Andrea era nipote del celebre Luca della Robbia e fin da ragazzo entrò nella bottega di famiglia, la cui specializzazione era la ceramica invetriata. Nato a Firenze nel 1435, vi morì probabilmente nel 1528. Tra le sue opere principali risultano i lavori compiuti nel Santuario della Verna, presso Arezzo, il luogo dove San Francesco aveva ricevuto le stimmate.
Ebbene, è proprio la scena della Crocifissione nel santuario che attira il nostro sguardo. Nell’opera del 1481 vediamo raffigurati i personaggi storici, cioè Gesù inchiodato alla croce, la Madonna e il discepolo Giovanni. Poi, inginocchiati, ecco San Francesco (il “padrone di casa”, potremmo dire) e San Girolamo, esempio di vita penitente. Ai piedi della croce, come in una piccola grotta, appare un teschio: è il vecchio Adamo, cioè l’umanità, che viene purificato e salvato dal sangue di Gesù. In alto notiamo, immediatamente a contatto della croce, il pellicano, simbolo di Gesù che dona la propria vita, e, ancora più su, la colomba dello Spirito Santo. Accanto al Crocifisso, un gruppo di angeli piangenti, come il coro di una tragedia greca. Infine, ed ecco il particolare che ci interessa, a destra e a sinistra di Gesù, nella zona superiore, notiamo due teste maschili: quella del Sole e quella della Luna.

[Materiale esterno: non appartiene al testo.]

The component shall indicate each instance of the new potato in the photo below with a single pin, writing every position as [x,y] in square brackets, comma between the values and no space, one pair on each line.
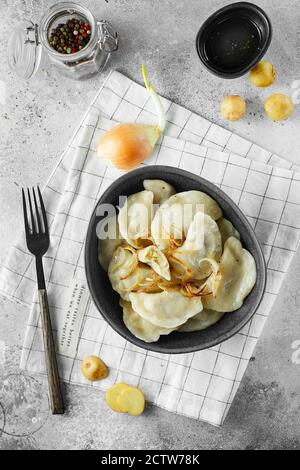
[279,107]
[263,74]
[233,108]
[124,398]
[93,368]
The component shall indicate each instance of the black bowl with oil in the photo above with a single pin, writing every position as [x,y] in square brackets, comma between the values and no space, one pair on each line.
[234,39]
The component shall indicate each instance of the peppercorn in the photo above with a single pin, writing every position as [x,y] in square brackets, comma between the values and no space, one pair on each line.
[70,37]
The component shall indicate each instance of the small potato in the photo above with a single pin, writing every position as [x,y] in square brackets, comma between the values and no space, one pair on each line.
[233,108]
[132,401]
[263,74]
[93,368]
[112,395]
[279,107]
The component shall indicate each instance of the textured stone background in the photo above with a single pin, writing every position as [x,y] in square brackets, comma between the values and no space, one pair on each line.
[37,120]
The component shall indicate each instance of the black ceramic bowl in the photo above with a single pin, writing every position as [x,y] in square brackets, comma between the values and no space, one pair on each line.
[235,38]
[107,300]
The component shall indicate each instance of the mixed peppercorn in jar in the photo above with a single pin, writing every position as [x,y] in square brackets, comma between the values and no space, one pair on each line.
[70,37]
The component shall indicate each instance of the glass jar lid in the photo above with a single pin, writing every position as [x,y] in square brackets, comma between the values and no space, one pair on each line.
[25,50]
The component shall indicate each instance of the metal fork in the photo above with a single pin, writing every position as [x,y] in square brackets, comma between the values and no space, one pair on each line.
[37,238]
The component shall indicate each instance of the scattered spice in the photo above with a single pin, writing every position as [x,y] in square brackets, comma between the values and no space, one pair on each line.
[70,37]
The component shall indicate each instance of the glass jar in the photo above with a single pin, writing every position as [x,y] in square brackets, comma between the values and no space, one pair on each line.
[29,40]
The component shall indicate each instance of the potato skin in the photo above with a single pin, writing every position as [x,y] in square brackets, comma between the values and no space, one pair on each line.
[279,107]
[233,108]
[124,398]
[93,368]
[263,74]
[132,401]
[112,395]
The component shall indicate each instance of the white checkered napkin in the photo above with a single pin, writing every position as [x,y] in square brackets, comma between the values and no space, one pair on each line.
[200,385]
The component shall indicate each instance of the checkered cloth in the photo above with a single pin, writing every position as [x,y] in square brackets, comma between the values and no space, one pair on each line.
[201,385]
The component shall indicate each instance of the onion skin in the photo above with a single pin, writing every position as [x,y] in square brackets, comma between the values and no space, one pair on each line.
[127,145]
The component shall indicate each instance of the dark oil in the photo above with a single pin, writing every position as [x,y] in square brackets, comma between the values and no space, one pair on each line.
[233,43]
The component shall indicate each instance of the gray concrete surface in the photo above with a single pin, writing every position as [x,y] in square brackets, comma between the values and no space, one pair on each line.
[37,120]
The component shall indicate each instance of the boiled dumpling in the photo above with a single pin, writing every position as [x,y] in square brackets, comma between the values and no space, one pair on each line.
[235,280]
[126,275]
[140,327]
[174,217]
[107,246]
[161,190]
[203,242]
[201,321]
[135,218]
[167,309]
[152,256]
[227,230]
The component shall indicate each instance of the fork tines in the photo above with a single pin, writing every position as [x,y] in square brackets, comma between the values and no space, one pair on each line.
[37,222]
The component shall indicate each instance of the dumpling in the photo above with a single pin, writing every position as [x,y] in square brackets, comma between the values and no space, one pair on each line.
[203,242]
[135,218]
[107,246]
[155,258]
[201,321]
[174,217]
[227,230]
[167,309]
[140,327]
[126,275]
[161,190]
[235,280]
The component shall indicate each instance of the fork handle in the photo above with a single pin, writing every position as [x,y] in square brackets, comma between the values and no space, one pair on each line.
[57,405]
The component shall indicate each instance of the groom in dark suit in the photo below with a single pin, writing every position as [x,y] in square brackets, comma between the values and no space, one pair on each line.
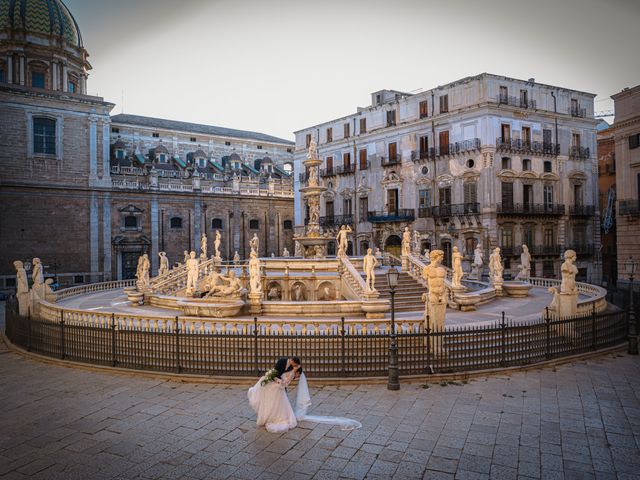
[286,364]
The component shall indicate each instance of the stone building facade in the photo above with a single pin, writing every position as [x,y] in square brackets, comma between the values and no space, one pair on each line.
[626,135]
[88,193]
[485,159]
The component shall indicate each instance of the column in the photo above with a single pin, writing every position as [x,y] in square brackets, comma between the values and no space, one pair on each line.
[106,235]
[93,236]
[154,235]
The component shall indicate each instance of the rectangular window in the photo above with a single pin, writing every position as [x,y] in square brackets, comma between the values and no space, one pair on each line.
[444,142]
[37,79]
[444,103]
[362,157]
[346,160]
[391,118]
[363,126]
[44,136]
[364,209]
[393,152]
[424,109]
[507,194]
[424,198]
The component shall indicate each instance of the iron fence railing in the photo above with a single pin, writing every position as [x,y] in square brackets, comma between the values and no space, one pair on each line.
[335,352]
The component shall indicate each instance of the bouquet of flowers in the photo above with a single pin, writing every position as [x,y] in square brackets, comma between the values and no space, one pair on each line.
[270,376]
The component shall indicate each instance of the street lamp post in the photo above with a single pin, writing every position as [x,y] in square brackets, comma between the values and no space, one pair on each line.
[630,265]
[394,382]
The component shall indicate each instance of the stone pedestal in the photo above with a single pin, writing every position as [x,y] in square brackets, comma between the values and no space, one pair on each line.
[255,303]
[567,305]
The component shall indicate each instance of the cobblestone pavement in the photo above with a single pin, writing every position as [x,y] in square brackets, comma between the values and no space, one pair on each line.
[575,421]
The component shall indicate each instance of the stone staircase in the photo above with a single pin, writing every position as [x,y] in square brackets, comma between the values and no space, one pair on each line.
[409,292]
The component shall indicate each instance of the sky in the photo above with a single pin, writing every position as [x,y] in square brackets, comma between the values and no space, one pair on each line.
[277,66]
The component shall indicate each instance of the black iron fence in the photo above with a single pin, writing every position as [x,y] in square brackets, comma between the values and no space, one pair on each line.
[339,351]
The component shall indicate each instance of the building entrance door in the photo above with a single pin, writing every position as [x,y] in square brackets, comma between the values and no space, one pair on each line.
[129,264]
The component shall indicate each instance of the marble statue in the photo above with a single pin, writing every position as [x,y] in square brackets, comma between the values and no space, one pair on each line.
[203,246]
[525,264]
[435,276]
[496,269]
[255,276]
[164,263]
[456,261]
[193,272]
[254,243]
[569,272]
[369,264]
[22,288]
[406,242]
[216,244]
[342,239]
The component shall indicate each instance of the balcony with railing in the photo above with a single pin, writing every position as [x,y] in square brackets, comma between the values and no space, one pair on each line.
[401,215]
[582,210]
[523,146]
[529,209]
[579,152]
[518,102]
[457,209]
[629,208]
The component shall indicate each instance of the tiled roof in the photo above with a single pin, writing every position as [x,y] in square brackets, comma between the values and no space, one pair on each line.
[162,124]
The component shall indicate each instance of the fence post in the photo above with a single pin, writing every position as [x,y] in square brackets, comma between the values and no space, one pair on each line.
[547,321]
[255,344]
[593,327]
[114,362]
[177,335]
[503,327]
[62,334]
[342,349]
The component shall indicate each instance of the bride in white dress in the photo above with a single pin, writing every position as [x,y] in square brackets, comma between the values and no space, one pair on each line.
[271,404]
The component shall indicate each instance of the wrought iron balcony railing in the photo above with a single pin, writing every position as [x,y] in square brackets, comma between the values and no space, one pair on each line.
[579,152]
[523,146]
[401,215]
[582,210]
[516,102]
[529,209]
[629,207]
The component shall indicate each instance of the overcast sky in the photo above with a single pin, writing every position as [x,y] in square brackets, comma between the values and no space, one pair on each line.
[276,66]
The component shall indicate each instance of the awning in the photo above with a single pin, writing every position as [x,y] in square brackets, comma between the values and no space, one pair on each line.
[179,161]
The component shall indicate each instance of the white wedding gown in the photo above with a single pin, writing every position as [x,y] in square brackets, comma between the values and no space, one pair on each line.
[271,404]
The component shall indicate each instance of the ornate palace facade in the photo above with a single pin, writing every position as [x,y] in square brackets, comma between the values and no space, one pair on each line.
[88,193]
[486,159]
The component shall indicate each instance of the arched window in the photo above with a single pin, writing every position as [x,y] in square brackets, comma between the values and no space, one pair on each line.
[216,224]
[130,221]
[44,135]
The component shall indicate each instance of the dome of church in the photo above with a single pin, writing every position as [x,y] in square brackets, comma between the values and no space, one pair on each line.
[40,17]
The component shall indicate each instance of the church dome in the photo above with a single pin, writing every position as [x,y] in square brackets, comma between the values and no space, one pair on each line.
[49,18]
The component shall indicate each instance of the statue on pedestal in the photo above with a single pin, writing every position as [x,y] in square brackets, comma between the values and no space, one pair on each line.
[22,288]
[216,244]
[193,272]
[369,264]
[456,261]
[164,263]
[525,264]
[203,246]
[254,243]
[406,242]
[435,276]
[255,276]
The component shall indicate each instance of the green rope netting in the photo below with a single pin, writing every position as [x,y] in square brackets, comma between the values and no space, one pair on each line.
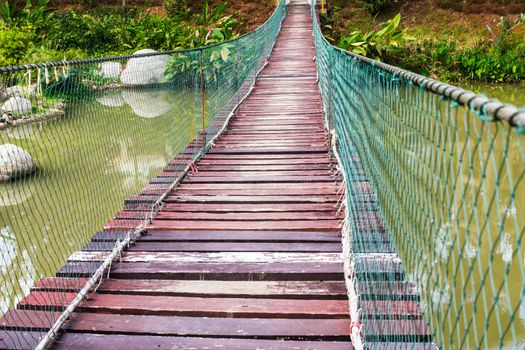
[78,138]
[442,185]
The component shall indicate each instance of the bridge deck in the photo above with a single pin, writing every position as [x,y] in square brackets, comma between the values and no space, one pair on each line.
[246,252]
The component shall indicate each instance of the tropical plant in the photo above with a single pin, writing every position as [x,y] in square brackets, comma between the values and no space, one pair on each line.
[373,43]
[31,13]
[374,6]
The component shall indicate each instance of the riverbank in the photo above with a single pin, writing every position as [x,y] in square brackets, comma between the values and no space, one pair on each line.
[443,40]
[53,30]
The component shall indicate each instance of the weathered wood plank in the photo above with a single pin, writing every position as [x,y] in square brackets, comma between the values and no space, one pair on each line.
[299,225]
[307,329]
[224,289]
[216,307]
[248,207]
[240,236]
[93,341]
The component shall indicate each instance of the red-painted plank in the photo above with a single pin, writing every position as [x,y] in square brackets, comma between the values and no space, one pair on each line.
[300,225]
[240,236]
[223,289]
[216,307]
[312,329]
[92,341]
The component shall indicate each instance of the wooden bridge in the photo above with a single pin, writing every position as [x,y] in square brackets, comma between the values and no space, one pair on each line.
[246,251]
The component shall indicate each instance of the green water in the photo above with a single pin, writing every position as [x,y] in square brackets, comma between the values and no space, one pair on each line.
[89,161]
[457,198]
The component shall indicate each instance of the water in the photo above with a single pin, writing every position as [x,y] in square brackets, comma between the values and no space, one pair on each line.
[89,161]
[456,200]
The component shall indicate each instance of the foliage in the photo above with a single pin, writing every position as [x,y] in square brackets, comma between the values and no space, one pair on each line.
[497,59]
[177,8]
[374,6]
[212,64]
[13,43]
[30,34]
[374,43]
[32,14]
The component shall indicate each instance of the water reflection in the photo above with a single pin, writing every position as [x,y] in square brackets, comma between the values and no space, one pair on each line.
[89,161]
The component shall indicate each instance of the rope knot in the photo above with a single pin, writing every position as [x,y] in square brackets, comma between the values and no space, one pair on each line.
[193,168]
[359,326]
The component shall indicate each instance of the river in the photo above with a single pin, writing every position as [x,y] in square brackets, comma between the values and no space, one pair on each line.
[89,161]
[107,149]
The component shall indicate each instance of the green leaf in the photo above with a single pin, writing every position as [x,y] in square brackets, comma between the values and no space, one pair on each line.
[225,54]
[217,33]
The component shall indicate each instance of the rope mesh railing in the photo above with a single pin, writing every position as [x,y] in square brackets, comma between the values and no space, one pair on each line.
[79,137]
[435,181]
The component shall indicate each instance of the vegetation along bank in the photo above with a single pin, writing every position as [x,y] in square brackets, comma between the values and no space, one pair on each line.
[455,41]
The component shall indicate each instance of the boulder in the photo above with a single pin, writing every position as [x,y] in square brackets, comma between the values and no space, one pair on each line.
[18,105]
[14,162]
[14,91]
[110,69]
[111,100]
[145,70]
[148,104]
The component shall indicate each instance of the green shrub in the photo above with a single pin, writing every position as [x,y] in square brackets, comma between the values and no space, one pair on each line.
[14,42]
[374,43]
[374,6]
[177,8]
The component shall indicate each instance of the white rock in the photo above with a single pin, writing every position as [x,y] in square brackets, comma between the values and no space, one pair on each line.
[14,162]
[14,91]
[110,69]
[18,105]
[145,70]
[148,104]
[115,100]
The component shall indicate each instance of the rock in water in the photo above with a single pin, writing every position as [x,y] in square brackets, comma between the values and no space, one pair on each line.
[110,69]
[145,70]
[14,91]
[18,105]
[111,100]
[148,104]
[14,162]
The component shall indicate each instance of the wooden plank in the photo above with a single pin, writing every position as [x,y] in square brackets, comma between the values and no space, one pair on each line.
[390,309]
[240,236]
[248,207]
[411,345]
[261,186]
[60,284]
[412,331]
[167,215]
[252,199]
[296,225]
[29,320]
[229,271]
[271,173]
[315,247]
[224,289]
[307,329]
[258,192]
[19,340]
[215,307]
[212,257]
[93,341]
[261,179]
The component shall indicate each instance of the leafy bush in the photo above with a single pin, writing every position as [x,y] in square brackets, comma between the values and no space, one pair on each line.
[177,8]
[373,43]
[374,6]
[13,44]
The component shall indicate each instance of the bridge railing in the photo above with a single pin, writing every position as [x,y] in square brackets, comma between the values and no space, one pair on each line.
[436,174]
[78,138]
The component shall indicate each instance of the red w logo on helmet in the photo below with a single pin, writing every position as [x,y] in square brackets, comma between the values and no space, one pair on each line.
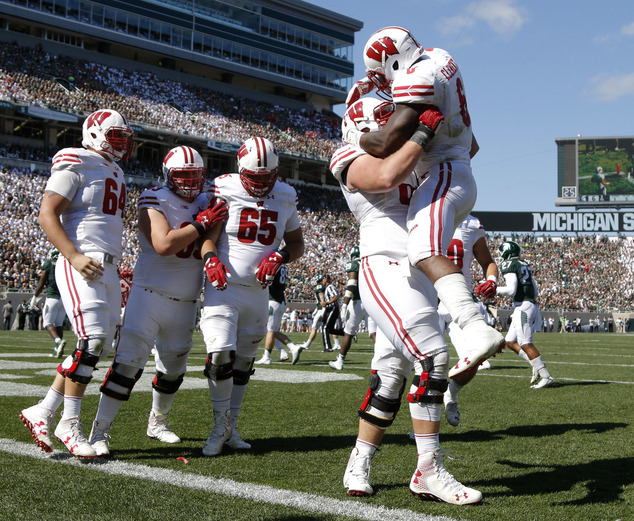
[97,117]
[384,45]
[356,111]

Proprio qui sorge la domanda: ma la luna non dovrebbe essere una figura di donna? In quasi tutte le lingue del mondo, infatti, la luna è femminile! Al ciclo della luna è legato simbolicamente il ciclo mestruale. Come si spiega questa testa maschile?
Per sciogliere l’enigma ricorriamo al vecchio (vecchio? Ma quando mai!) padre Dante, che per due volte, nell’Inferno (XX, 126) e nel Paradiso (II, 49-51), accenna a una leggenda medievale, secondo la quale Caino, dopo aver ucciso il fratello Abele, fu trasportato sulla luna da un vento impetuoso e per l’eternità è condannato a portare un fascio di spine sulle spalle: le macchie lunari sarebbero proprio queste fascine che l’antico peccatore reca con sé trasferendosi di qua e di là.
Dunque, il volto che appare nella pala di Andrea della Robbia sembra essere quello di Caino che cammina sulla luna. E, come ben si vede, grida la propria rabbia, la propria disperazione: forse perché, a differenza di tutti gli altri personaggi, si sente escluso da quella salvezza che Gesù sta donando al mondo morendo sul Calvario?
Caino si salverà?
Andrea della Robbia sembra dire di no.
Tuttavia …
A ben guardare, la Crocifissione della Verna non è così scoraggiante, come potrebbe apparire a prima vista. Infatti l’intera scena, Luna compresa, è contemplata all’interno di una splendida cornice composta da testoline di angioletti e da una fascia fiorita, come il pergolato di un giardino. Dunque tutti i personaggi, Luna compresa, sono in un giardino. E, guarda caso, la parola “paradiso” significa proprio “giardino”.
Caino sarà in paradiso?
Il suo grido angosciante ha raggiunto il cuore, misericordioso e giusto, di Dio?
Oppure la sua voce resterà come un’insanabile lacerazione del creato anche nel giardino eterno?